Henry usually sleeps with us, but last night was one of the rare occasions he decided to sleep downstairs. At about 4AM he arrived in our bed, shaking like a leaf and panting as though he had run a race. WHAT HAPPENED? It took us about 45 minutes of hugging and petting and whispering to get him to calm down. It finally ended when Henry and my husband feel asleep in spoon position, Henry being held securely in his arms. Has anyone experienced this? Friends have suggested perhaps a nightmare, but I would love to know what all of you have to say. Thanks so much!


----------



## morriscsps (Aug 17, 2010)

Gosh, I have no idea. Poor little guy.


----------



## whimsy (Apr 3, 2010)

Whimsy acts like that when there is thunder in the area..shakes and pants. Any chance of that in your area?? Not really the time of year for it, but with the weather being so strange ya just never know


----------



## Sheri (Oct 11, 2008)

Sounds like _something_ scared him, whether is was a dream or something else. How sweet that he knew just where to run to, though, poor little guy!


----------



## wynne (Apr 30, 2011)

awe poor guy. Sounds like a nightmare! Maya will occasiomally start barking and growling in her sleep.


----------



## StarrLhasa (Jun 6, 2010)

In the middle of the night, sounds can carry much farther than in the daytime. Perhaps there was an animal sound that frightened him. Do you have coyotes near your home? Could a raccoon have knocked over a neighbors garbage can?

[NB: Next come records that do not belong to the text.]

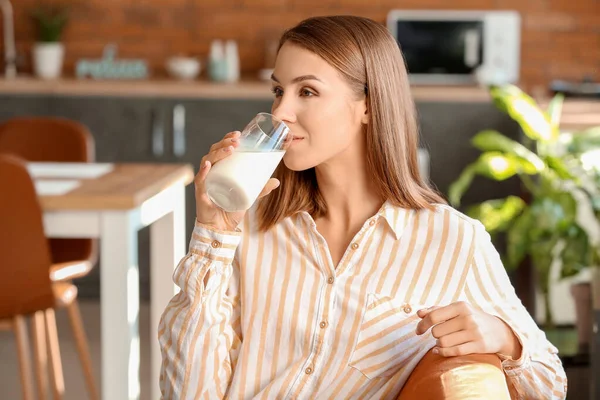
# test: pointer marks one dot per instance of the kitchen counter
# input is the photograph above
(201, 89)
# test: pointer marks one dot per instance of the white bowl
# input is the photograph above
(184, 68)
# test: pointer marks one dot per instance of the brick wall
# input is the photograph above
(561, 38)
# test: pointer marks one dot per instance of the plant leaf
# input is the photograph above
(460, 185)
(559, 167)
(518, 239)
(498, 214)
(490, 140)
(534, 122)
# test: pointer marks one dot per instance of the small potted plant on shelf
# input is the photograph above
(48, 51)
(557, 223)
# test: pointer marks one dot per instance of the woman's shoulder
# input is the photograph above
(445, 215)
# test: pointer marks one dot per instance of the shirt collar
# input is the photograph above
(396, 217)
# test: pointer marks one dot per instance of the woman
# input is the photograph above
(342, 279)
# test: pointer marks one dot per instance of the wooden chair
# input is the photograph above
(471, 377)
(50, 139)
(26, 288)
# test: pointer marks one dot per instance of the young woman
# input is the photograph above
(339, 281)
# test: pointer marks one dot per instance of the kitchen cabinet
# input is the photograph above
(181, 130)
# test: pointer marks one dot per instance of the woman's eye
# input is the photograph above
(277, 92)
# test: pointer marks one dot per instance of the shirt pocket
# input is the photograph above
(387, 338)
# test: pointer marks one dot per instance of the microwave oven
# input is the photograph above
(458, 47)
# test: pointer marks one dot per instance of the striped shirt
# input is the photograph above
(267, 315)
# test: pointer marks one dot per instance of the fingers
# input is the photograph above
(271, 185)
(448, 328)
(423, 312)
(459, 350)
(222, 149)
(454, 339)
(201, 176)
(439, 315)
(229, 140)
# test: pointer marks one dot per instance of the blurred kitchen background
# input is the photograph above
(159, 81)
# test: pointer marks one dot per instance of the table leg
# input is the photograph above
(167, 248)
(119, 291)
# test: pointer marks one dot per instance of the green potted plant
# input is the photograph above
(48, 51)
(559, 220)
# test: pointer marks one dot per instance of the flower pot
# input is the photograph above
(48, 60)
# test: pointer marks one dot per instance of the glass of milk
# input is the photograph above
(235, 182)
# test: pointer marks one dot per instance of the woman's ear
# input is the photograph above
(365, 116)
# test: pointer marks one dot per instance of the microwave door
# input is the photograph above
(471, 46)
(441, 52)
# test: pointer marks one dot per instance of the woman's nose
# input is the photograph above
(284, 111)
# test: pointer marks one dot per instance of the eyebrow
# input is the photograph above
(298, 79)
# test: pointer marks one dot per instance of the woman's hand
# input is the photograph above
(207, 212)
(462, 329)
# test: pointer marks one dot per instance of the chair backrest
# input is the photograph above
(47, 139)
(51, 139)
(24, 254)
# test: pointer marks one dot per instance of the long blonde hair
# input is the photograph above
(368, 57)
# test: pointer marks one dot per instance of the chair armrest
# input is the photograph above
(67, 271)
(476, 376)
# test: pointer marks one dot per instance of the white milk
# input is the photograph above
(235, 182)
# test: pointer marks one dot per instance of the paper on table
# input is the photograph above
(68, 170)
(55, 187)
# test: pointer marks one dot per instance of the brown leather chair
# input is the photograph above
(25, 284)
(472, 377)
(50, 139)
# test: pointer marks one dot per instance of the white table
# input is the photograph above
(113, 207)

Or, it could be that he woke up and could not find his people and maybe that scared him.

Just guessing.


----------



## Thumper (Feb 18, 2007)

That is odd, could it have been pain? When Gucci gets a belly ache sometimes she'll get all shaky and pant, its happened a few times and I've noticed she is usually constipated afterwards, so I always thought it was her stomach hurting her, she'll lay on my chest and shake and pant pant pant, it'll last about 20 minutes and then she's fine.. I suppose I never considered a night mare because she's' awake. Her nightmares are usually of her sleep barking 'yipping' and grumbling in her sleep. sometimes it wakes me up and I have to wake her up to get her to stop yapping in her sleep.

Kara


----------



## Sheri (Oct 11, 2008)

Oh, Kara, I'd forgotten that happened with Tucker a few times, too, when he was younger! It was horrible, and usually happened with him during the middle of the night, and I still don't know what caused it except that he was in pain.


----------



## motherslittlehelper (Mar 18, 2010)

Haven't had it happen with the Havs. But I have been holding Augie when he is sleeping and, I am sure, dreaming. His feet will twitch and his nose, and he yips. I don't think it is far-fetched to think they could have nightmares or hear a scary noise in the night and become frightened. 

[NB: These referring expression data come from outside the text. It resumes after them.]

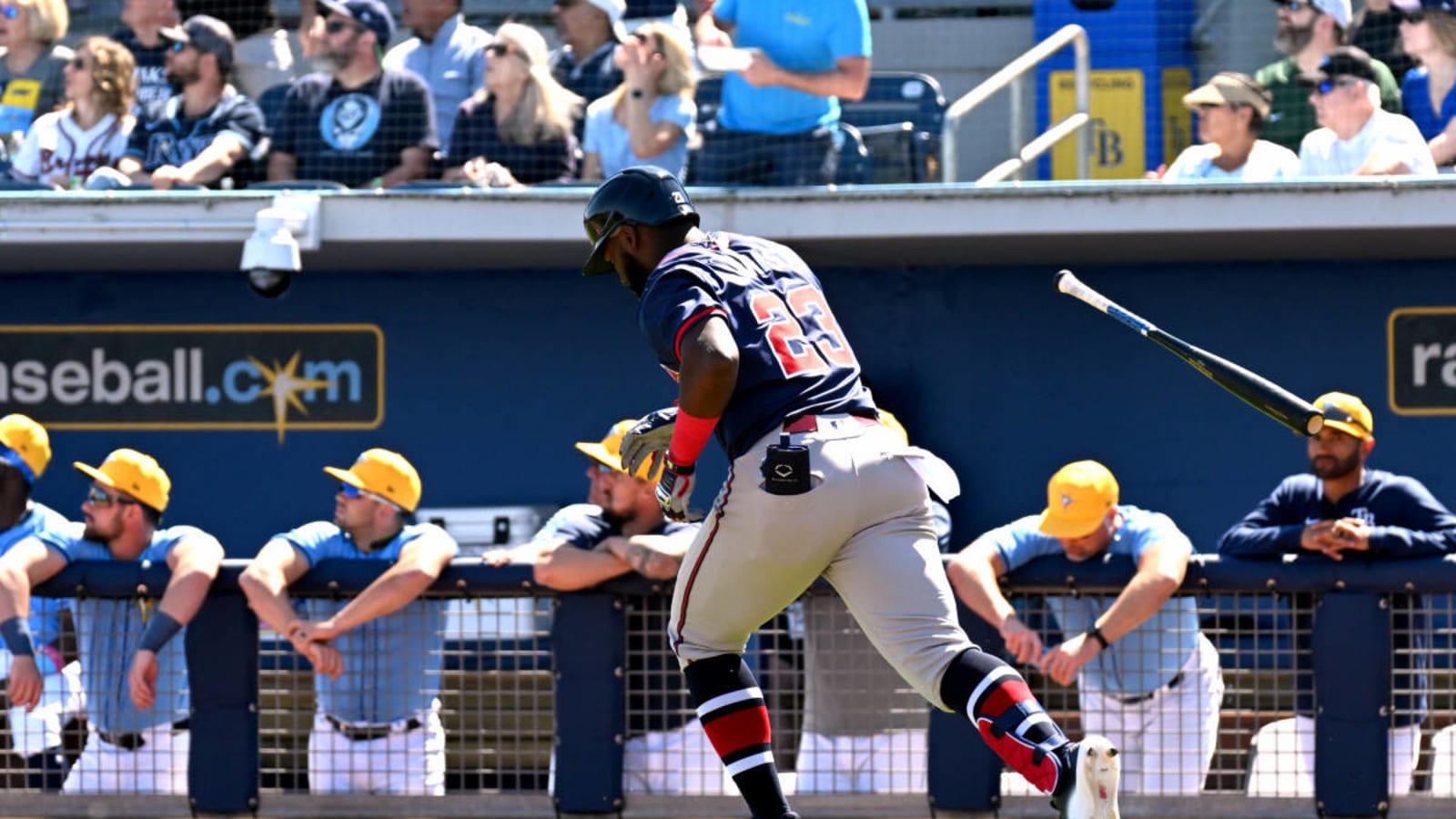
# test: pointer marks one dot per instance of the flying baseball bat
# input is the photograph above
(1256, 390)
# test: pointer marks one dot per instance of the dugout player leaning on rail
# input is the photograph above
(815, 486)
(1147, 676)
(376, 656)
(621, 530)
(35, 732)
(1341, 509)
(138, 729)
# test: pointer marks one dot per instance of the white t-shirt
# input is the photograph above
(1267, 162)
(1397, 137)
(57, 146)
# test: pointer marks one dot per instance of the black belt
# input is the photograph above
(1138, 698)
(131, 741)
(364, 733)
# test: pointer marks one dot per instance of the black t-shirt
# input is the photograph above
(477, 135)
(354, 136)
(153, 87)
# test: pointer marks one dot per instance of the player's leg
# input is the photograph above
(890, 577)
(754, 555)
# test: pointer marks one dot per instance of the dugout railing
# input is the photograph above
(545, 675)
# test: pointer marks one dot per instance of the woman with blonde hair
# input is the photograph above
(66, 146)
(517, 130)
(1429, 92)
(652, 116)
(31, 63)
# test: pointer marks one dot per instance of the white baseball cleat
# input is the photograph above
(1091, 789)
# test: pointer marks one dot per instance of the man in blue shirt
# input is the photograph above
(779, 116)
(621, 531)
(35, 733)
(1344, 509)
(137, 695)
(1147, 676)
(446, 51)
(378, 658)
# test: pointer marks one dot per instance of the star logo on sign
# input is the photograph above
(284, 387)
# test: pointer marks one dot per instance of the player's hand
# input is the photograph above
(676, 489)
(25, 683)
(1021, 640)
(142, 680)
(1062, 663)
(650, 436)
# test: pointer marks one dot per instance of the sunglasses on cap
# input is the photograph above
(1334, 413)
(98, 497)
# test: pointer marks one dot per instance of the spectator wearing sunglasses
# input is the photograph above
(446, 51)
(136, 676)
(207, 131)
(621, 531)
(142, 33)
(35, 733)
(357, 121)
(1343, 508)
(1232, 109)
(378, 656)
(1429, 35)
(33, 65)
(1356, 137)
(1308, 31)
(517, 130)
(65, 147)
(1376, 29)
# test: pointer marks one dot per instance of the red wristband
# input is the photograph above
(691, 436)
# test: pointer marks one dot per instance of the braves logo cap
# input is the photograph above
(609, 452)
(133, 472)
(385, 474)
(1077, 499)
(1347, 414)
(25, 445)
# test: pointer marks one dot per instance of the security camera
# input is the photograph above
(271, 254)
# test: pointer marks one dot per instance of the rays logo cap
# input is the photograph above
(25, 445)
(1077, 499)
(133, 472)
(370, 14)
(1347, 414)
(385, 474)
(609, 452)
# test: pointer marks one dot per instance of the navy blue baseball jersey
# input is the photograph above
(793, 356)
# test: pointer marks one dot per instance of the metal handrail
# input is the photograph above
(1011, 75)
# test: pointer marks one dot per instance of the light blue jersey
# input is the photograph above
(1152, 653)
(109, 632)
(800, 35)
(46, 612)
(390, 663)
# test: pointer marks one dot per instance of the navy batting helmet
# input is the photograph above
(642, 194)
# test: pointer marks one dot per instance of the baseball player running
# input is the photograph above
(817, 487)
(378, 656)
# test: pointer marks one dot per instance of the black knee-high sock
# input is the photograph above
(1011, 720)
(737, 722)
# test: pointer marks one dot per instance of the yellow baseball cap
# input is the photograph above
(1347, 414)
(385, 474)
(25, 445)
(609, 450)
(1077, 499)
(136, 474)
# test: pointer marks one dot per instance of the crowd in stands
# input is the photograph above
(233, 98)
(230, 98)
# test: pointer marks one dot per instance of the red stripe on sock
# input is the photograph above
(739, 731)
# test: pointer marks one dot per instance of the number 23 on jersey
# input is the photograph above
(803, 331)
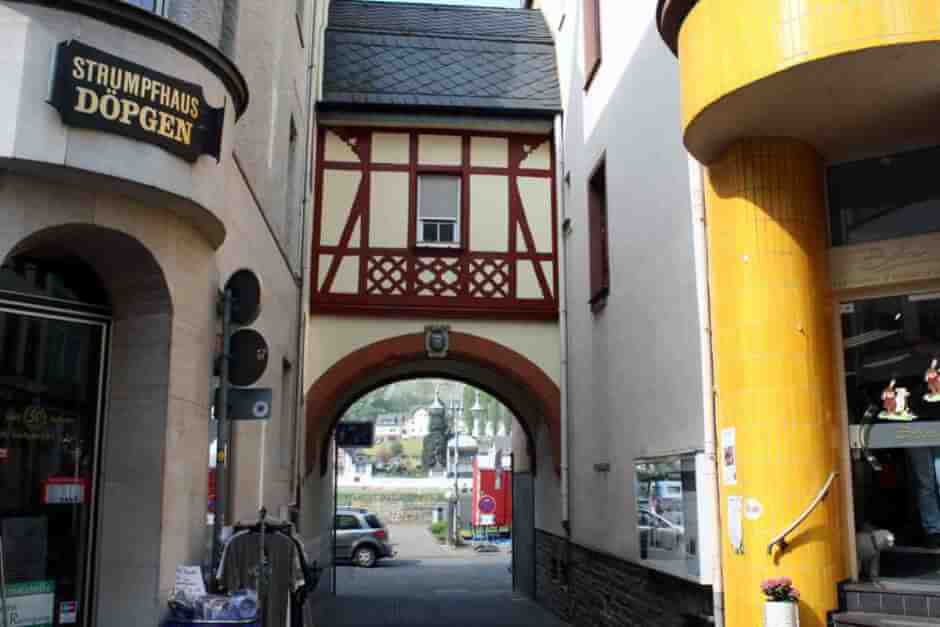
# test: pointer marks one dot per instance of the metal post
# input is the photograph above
(3, 586)
(222, 434)
(453, 410)
(335, 506)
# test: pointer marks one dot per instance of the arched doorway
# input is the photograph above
(86, 324)
(531, 395)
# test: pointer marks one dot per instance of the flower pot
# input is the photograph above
(781, 614)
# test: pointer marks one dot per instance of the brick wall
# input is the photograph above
(591, 589)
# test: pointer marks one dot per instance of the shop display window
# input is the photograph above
(892, 386)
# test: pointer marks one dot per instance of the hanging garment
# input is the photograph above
(239, 569)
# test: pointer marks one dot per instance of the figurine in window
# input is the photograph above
(932, 377)
(894, 403)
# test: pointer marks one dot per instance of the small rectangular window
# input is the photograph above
(598, 238)
(154, 6)
(439, 210)
(592, 39)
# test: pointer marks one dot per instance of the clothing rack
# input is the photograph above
(310, 570)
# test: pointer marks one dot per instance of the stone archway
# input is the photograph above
(521, 385)
(154, 435)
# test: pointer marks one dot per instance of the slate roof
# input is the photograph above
(409, 56)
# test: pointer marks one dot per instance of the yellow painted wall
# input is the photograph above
(773, 347)
(726, 44)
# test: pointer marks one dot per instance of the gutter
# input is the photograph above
(709, 391)
(562, 318)
(306, 216)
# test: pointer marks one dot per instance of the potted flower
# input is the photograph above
(782, 603)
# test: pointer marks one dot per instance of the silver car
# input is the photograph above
(361, 537)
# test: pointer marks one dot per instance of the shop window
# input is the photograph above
(592, 39)
(884, 198)
(598, 238)
(438, 210)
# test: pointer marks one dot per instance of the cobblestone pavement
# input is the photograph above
(429, 585)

One of my cockatiels gets night frights and thrashes in his cage - have to leave a low light on in the bird room.


----------



## gelbergirl (Jun 9, 2007)

wish him better dreams, and that he sleeps soundly . . . .


----------



## ivyagogo (Sep 11, 2007)

Poor Henry. Gryff does have nightmares sometimes, but usually he just makes crying or whimpering sounds in his sleep and it stops as soon as I wake him up. Something must have spooked him. Perhaps he woke up and had forgotten he wasn't sleeping with you and it scared him.


----------



## FancyNancy (Oct 7, 2009)

Thank you all for your kind words and ideas! I guess it was a spooky nightmare or something. I always find it hard to believe how much like human babies our little Havs are - down to having bad dreams and needing their mommies. I'm only too happy to be the one he comes running to, and I know all of you are the same. That is what we all have in common.


----------